The paradox appears on a regular basis in the business news headlines.
Unemployment in the United States jumped to double digits in October for the first time in more than a quarter century, reaching 10.2 percent.
Yet hiring managers continue to find it difficult to fill positions requiring certain high-tech skills.
According to the latest Yoh Index of Technology Wages, a poll of more than 9,000 hiring managers in more than 15 metropolitan areas across the U.S., companies continue to struggle to find workers with Java and .Net/C+ development skills, as well as IT security engineers, network engineers, software engineers, quality assurance professionals and project managers.

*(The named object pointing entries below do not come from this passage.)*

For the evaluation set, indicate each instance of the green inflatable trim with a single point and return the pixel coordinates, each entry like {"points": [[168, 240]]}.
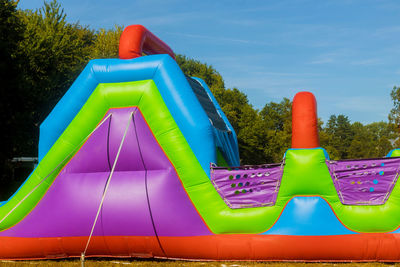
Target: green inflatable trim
{"points": [[305, 171]]}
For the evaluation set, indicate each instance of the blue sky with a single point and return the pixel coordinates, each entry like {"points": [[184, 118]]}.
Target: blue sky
{"points": [[345, 52]]}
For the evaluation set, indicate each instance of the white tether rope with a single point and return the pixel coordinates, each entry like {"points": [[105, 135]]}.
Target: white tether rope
{"points": [[44, 179], [105, 189]]}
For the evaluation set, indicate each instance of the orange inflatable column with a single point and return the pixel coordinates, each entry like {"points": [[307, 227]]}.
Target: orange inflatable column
{"points": [[304, 121]]}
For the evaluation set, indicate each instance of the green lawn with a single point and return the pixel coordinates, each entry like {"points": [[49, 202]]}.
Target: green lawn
{"points": [[111, 263]]}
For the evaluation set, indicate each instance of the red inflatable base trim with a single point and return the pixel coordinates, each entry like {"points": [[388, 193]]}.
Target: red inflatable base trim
{"points": [[357, 247]]}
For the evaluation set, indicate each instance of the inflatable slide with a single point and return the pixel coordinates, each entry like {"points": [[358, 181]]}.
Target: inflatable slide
{"points": [[139, 160]]}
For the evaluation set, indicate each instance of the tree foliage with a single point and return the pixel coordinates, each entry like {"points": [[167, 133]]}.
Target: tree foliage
{"points": [[42, 53]]}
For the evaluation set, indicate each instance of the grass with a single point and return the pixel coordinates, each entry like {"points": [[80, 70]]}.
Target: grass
{"points": [[168, 263]]}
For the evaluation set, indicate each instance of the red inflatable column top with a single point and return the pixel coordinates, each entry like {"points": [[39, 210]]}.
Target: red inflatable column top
{"points": [[136, 39], [304, 121]]}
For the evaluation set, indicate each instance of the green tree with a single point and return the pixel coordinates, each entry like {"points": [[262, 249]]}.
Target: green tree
{"points": [[106, 43], [394, 115], [277, 118], [11, 33], [339, 135]]}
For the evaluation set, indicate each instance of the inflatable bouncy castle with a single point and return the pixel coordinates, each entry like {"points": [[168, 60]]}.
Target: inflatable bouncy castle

And the gap between tech job openings and qualified people to fill them appears to be growing, not shrinking.
Global IT research firm International Data Corporation (IDC) and Microsoft Corp. released a study in early October 2009 that suggests the IT industry will create 5.8 million new jobs over the next four years. That projected growth rate of 3 percent a year is more than three times as fast as the growth of total employment.
Now for paradox two.
Young people today are the most tech-savvy generation ever. Yet many continue to shun careers in high tech, even at a time when 21st-century employers desperately need new workers with technology skills.
Connecting these two groups is the challenge that will define the future. It’s a challenge that must be addressed with new solutions.